O último entrave que poderia afetar a transformação do Hospital de Base para instituto em forma de Serviço Social Autônomo (SSA) foi derrubado pelo desembargador e relator Robson Barbosa de Azevedo. Ele deferiu efeito suspensivo da apelação relativa à decisão da 2ª Vara de Fazenda Pública do DF, que proibia a contratação de serviços sem licitação e de pessoal sem concurso público. Com isso, o IHBDF fica autorizado a ter seus próprios manuais de compra e de contratação. A previsão é de que o instituto passe a funcionar em janeiro de 2018. O estatuto já está aprovado e registrado.

A decisão foi tomada pelo magistrado após o Conselho Especial do Tribunal de Justiça do Distrito Federal e Territórios (TJDFT) julgar, na última terça-feira (21), duas ações diretas de Inconstitucionalidade (Adin) ajuizadas, em julho desse ano, pelo PT-DF e pelo PMDB-DF, reconhecendo a Lei Distrital 5.899/2017 constitucional em todos os artigos.

A decisão contou com o aval do procurador-geral de Justiça, Leonardo Bessa, que se posicionou contra as ADIns. “A saúde pública é dever do Estado, mas pode ser realizada com a colaboração de entes privados. O projeto de lei (de autoria do Executivo) foi acompanhado pela Prosus. A mesma procuradoria continuará com a fiscalização do processo”, ressaltou. Segundo Bessa, o Supremo Tribunal Federal (STF) admite a instituição dos serviços sociais autônomos, que têm sido usados em níveis municipal, estadual e federal, inclusive para prestação de saúde.

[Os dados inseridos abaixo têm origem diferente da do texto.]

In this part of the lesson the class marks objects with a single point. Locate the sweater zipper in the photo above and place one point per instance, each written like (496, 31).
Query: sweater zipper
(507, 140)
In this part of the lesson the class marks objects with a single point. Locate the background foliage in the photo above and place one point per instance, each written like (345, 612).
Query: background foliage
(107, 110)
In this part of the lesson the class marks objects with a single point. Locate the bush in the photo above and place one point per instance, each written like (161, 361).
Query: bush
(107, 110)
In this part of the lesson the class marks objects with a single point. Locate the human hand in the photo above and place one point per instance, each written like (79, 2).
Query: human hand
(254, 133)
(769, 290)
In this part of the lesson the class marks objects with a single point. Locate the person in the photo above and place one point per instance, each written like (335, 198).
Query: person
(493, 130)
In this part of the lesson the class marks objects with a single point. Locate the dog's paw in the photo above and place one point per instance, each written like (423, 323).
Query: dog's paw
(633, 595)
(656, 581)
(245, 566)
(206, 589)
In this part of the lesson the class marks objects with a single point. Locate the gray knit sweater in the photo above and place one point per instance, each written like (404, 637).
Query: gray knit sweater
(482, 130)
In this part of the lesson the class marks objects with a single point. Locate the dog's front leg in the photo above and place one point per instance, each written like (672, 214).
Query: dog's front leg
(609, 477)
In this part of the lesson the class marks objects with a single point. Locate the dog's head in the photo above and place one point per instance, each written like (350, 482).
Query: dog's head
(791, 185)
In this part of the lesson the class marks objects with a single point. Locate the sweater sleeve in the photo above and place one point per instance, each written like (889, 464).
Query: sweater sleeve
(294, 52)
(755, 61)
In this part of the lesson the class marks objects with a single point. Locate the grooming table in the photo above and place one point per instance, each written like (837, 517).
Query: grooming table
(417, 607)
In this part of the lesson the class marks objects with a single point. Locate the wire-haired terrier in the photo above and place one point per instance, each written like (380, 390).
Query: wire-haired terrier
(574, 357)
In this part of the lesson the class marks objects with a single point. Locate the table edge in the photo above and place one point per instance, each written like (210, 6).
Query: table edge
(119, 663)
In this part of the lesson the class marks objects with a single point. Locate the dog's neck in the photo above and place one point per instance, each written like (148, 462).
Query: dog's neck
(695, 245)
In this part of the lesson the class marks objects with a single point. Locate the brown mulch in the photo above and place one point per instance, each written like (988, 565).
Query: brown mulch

“Essa foi uma decisão muito importante, porque nós tínhamos convicção de que o fundamento jurídico dessa proposta era muito sólido, mas faltava essa decisão do Judiciário para dar uma segurança jurídica ainda maior para o Instituto Hospital de Base”, disse o secretário de Saúde, Humberto Fonseca. “A diferença é que, agora, teremos regras mais modernas, pensadas para a saúde, que permitirão que o hospital compre e contrate com mais eficiência, tenha autonomia administrativa e funcione com base em resultados”, explicou Fonseca.

A mudança, entretanto, é questionada pelos sindicatos que representam os servidores do hospital.